They're just looking at giving it to girls at that early age to catch them before they become sexually active. That happens at a frighteningly early age these days, and we know that the sooner a girl begins having sex and the more partners she has, the more likely she is to pick up the HPV virus that can later develop into cervical cancer. It's true that STDs aren't spread through school interaction like, say, polio or measles or whooping cough (there's not a TB vaccine yet, unfortunately, Zim), but they do tend to meet their first sexual partners through school. They're just trying to cast out an early preventative net.

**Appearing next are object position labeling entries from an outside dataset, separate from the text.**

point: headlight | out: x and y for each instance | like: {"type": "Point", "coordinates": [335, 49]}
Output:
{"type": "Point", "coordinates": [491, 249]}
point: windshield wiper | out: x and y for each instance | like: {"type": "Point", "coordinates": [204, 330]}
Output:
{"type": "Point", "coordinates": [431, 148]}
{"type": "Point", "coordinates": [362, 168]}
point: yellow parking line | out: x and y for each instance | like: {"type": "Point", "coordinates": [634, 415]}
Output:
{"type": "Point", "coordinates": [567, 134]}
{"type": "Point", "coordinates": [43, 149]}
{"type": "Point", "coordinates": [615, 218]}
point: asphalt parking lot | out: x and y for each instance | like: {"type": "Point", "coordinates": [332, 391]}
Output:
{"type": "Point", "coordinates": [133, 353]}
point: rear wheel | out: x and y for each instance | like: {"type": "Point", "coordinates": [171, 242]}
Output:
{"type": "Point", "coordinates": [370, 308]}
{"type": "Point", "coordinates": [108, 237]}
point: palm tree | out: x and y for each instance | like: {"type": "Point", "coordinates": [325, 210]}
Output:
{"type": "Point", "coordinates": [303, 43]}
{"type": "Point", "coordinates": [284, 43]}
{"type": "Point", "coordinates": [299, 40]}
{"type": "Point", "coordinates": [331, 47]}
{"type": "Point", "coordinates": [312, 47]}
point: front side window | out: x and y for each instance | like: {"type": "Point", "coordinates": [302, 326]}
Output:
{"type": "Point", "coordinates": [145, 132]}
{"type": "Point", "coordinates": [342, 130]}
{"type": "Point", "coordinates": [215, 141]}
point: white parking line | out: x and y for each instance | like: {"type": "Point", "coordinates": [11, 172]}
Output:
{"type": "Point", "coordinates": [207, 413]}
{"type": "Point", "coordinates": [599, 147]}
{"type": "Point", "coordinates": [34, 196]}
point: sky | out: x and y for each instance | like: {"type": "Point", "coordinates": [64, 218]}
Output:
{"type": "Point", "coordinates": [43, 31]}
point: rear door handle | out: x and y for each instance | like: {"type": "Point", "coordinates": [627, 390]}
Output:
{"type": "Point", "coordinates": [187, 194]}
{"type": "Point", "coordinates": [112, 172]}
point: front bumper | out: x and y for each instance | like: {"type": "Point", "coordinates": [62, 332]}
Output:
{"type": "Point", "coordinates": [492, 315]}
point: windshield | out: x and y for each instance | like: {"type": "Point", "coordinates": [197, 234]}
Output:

Would I rather it be a personal choice than a government-mandated one? Heck yeah. But I know that there are people out there who'll object to it, just as they do on the grounds that their little darlings shouldn't hear about anything other than abstinence in sex-ed, on the grounds that it'll somehow turn them into little sex-crazed nymphos who'll go out and being screwing everything that walks. That's not the result of birth control education. It's just the fear of parents who're in denial. The sad truth is that middle-school kids are out there screwing like rabbits whether their parents agree to educating them about birth control or STD prevention or providing vaccinations or not. Same thing with allowing them to decide to take the vaccination later as an adult choice. By that time, it's usually too late to protect them. There's a lot of denial about STDs and teen sexual activity. Everyone thinks their little darlings won't get an STD--or grown women believe they won't either. But the chances are dangerously high that they will.